The London transportation app has asked Transport for London (TfL) for permission to launch a night bus route in East London in July, running between Aldgate East and Highbury & Islington.
Citymapper is best known for its eponymous app that helps users find their way through cities, but in May it took its first step into transportation itself with the launch of a pop-up bus route in central London.
The CMX1 ran for just two days around Waterloo and Blackfriars, and showcased new tech Citymapper has been quietly building to help plan and route public transportation. (Business Insider had a ride when it launched, and you can read more here.)
The bright green hopper bus came with charging points beneath the seats and a big screen showing the route – but was otherwise largely similar to existing buses.
Impact Group, the transport firm that worked with Citymapper on its first bus, has also put in an application for the route “CM2.” Starting at 9pm on Fridays and Saturdays only, it would run every 12 minutes until 5.30am the next day, and would stop at Highbury & Islington Station; Dalston Junction, Kingsland Road; Shoreditch High Street; and Aldgate East Station.
A public consultancy on the proposed route closed on June 2, but it’s not yet confirmed: TfL has yet to approve the London Service Permit required to run a bus, according to the most recent London Service Permit Bulletin (published on June 2).
London transport blog CLondoner92 previously reported on the existence of the application, and has pointed to a photo on Flickr of the bus it believes will be used for the trial. Once again, it’s bright green, but larger than the hoppers used for the first trial.
If approved, the service would be introduced on July 12. It’s not clear how long it would run for – whether it would be another two-day top-up, or if it would run for longer than CMX1.

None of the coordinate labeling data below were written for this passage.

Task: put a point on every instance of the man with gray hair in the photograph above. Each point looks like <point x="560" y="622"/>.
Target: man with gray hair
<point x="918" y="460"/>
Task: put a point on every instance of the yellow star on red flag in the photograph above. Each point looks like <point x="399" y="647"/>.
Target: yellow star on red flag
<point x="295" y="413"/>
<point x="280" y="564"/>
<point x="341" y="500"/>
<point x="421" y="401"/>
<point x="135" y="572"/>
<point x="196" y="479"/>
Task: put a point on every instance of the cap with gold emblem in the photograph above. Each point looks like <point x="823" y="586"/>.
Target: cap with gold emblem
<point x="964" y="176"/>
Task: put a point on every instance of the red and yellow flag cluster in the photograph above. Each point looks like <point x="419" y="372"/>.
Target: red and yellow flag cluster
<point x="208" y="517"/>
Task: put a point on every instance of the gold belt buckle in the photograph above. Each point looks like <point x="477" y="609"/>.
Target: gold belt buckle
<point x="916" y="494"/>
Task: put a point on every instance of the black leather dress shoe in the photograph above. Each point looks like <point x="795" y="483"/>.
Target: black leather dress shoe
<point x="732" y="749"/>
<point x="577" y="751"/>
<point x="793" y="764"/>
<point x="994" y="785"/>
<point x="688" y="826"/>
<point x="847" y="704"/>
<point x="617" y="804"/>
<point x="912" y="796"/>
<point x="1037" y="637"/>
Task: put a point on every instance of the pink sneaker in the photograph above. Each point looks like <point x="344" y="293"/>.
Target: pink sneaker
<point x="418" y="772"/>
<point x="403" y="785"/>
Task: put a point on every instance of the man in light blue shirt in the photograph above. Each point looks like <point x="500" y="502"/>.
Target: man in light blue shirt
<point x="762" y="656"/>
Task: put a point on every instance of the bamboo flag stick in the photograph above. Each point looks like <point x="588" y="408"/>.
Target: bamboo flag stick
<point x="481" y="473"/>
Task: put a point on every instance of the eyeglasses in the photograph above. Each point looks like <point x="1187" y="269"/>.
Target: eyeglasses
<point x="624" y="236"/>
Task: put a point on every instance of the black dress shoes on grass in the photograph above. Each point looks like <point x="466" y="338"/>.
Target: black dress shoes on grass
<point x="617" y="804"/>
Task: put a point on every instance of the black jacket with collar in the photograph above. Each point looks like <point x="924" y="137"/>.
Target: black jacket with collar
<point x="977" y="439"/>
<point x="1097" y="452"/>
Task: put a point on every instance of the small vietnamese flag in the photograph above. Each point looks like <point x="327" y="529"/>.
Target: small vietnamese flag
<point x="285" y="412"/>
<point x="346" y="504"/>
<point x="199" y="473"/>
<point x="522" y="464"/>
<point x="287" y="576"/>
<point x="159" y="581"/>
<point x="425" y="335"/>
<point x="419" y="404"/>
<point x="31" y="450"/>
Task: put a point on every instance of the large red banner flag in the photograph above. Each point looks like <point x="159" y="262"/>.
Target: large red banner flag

Citymapper’s original plan for its first route was actually originally rejected, a freedom of information request published online shows. TfL said it turned it down because it was “in a congested area which is well served by existing public transport,” it “would cause delay and inconvenience to other road users,” and it was “likely to cause confusion to passengers” over its ticket fees (though in the end, the two-day pop-up was free).